A bipartisan group of 150 former federal and state judges criticized the FBI’s arrest of Milwaukee County Judge Hannah Dugan late last month in a letter to U.S. Attorney General Pam Bondi. 

The letter, sent on Monday, takes issue with the way federal officials publicized Dugan’s arrest and used it in an attempt to intimidate the judiciary system across the country.

Dugan was arrested and charged with two federal crimes after she directed Eduardo Flores-Ruiz — a 30-year-old Mexican immigrant who appeared in Dugan’s courtroom on misdemeanor battery charges —  to use a side exit when a group of federal agents came to arrest him as part of an immigration enforcement action. 

Dugan herself was arrested a week after Flores-Ruiz, accused of impeding the federal agents. Trump administration l officials quickly drew attention to Dugan’s arrest outside the court. FBI Director Kash Patel posted about the arrest on X and later posted a photo of Dugan in handcuffs being walked out of the Milwaukee County Courthouse.

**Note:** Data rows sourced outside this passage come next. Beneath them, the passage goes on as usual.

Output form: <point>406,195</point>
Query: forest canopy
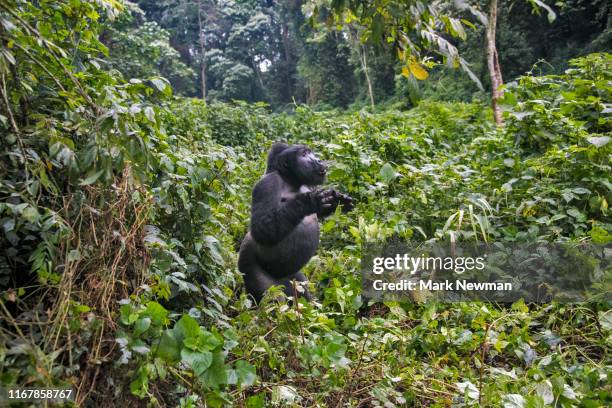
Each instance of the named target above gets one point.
<point>132,134</point>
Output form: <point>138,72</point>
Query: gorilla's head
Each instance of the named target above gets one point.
<point>297,163</point>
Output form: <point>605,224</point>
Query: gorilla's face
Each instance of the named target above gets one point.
<point>303,165</point>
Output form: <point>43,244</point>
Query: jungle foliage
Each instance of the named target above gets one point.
<point>122,206</point>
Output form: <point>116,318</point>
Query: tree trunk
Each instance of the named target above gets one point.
<point>202,52</point>
<point>493,64</point>
<point>365,71</point>
<point>363,59</point>
<point>287,47</point>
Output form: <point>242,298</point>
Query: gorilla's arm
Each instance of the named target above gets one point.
<point>273,219</point>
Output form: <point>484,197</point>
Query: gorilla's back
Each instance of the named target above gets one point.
<point>294,251</point>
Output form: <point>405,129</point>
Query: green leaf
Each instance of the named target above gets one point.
<point>198,361</point>
<point>168,347</point>
<point>216,374</point>
<point>599,141</point>
<point>246,373</point>
<point>150,113</point>
<point>157,313</point>
<point>388,173</point>
<point>141,326</point>
<point>91,178</point>
<point>186,327</point>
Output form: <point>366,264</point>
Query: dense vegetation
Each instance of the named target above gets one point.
<point>122,206</point>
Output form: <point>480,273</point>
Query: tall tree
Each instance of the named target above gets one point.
<point>493,64</point>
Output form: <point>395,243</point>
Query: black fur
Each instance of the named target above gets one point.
<point>285,209</point>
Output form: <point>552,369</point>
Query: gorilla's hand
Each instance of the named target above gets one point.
<point>325,201</point>
<point>345,201</point>
<point>328,200</point>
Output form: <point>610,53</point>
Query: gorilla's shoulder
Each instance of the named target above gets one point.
<point>270,182</point>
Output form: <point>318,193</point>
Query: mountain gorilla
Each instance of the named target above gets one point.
<point>285,209</point>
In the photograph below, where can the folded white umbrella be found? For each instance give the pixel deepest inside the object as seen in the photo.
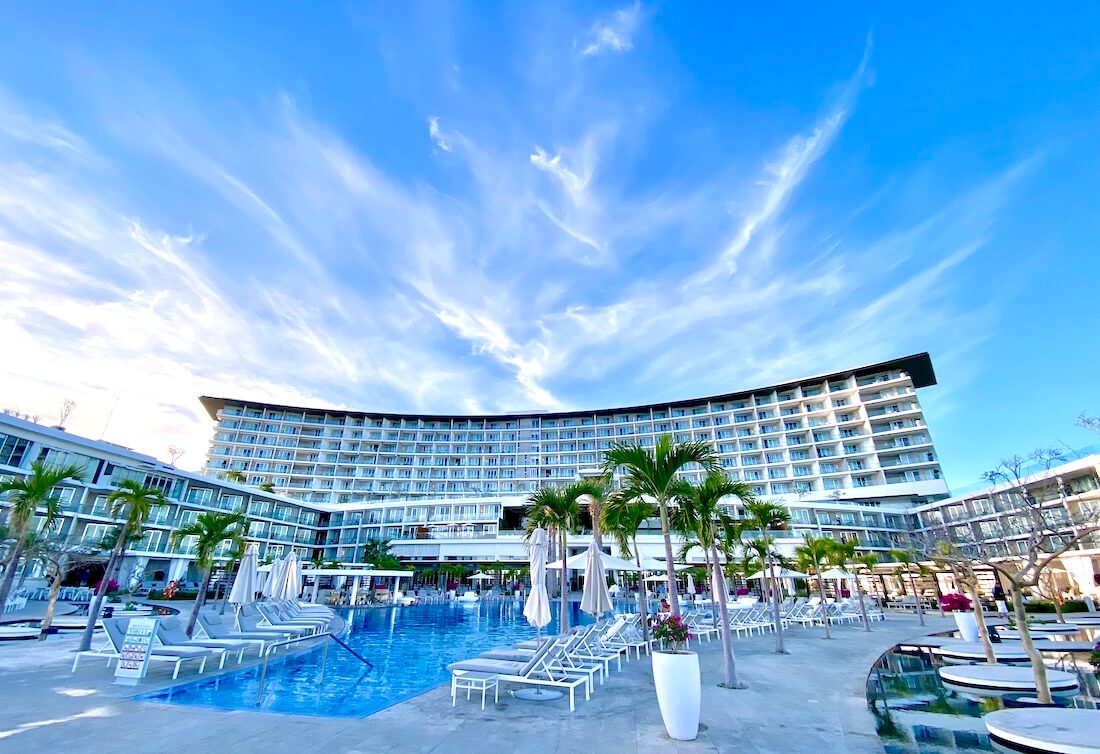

Bondi appeared on cable news to call judges who resist the Trump administration “deranged.”

bondi-letter

The letter states that if Dugan’s case were an emergency she would have been arrested sooner, and since it wasn’t an emergency she didn’t need to be “perp walked” out of the courthouse. She could have been issued a summons to appear before a federal judge, which is common practice in other white-collar criminal cases, according to the letter. 

“The circumstances of Judge Dugan’s arrest make it clear that it was nothing but an effort to threaten and intimidate the state and federal judiciaries into submitting to the Administration, instead of interpreting the Constitution and laws of the United States,” the letter states. “This cynical effort undermines the rule of law and destroys the trust the American people have in the nation’s judges to administer justice in the courtrooms and in the halls of justice across the land.”

Retired Wisconsin Supreme Court Judge Janine Geske is among the letter’s signers.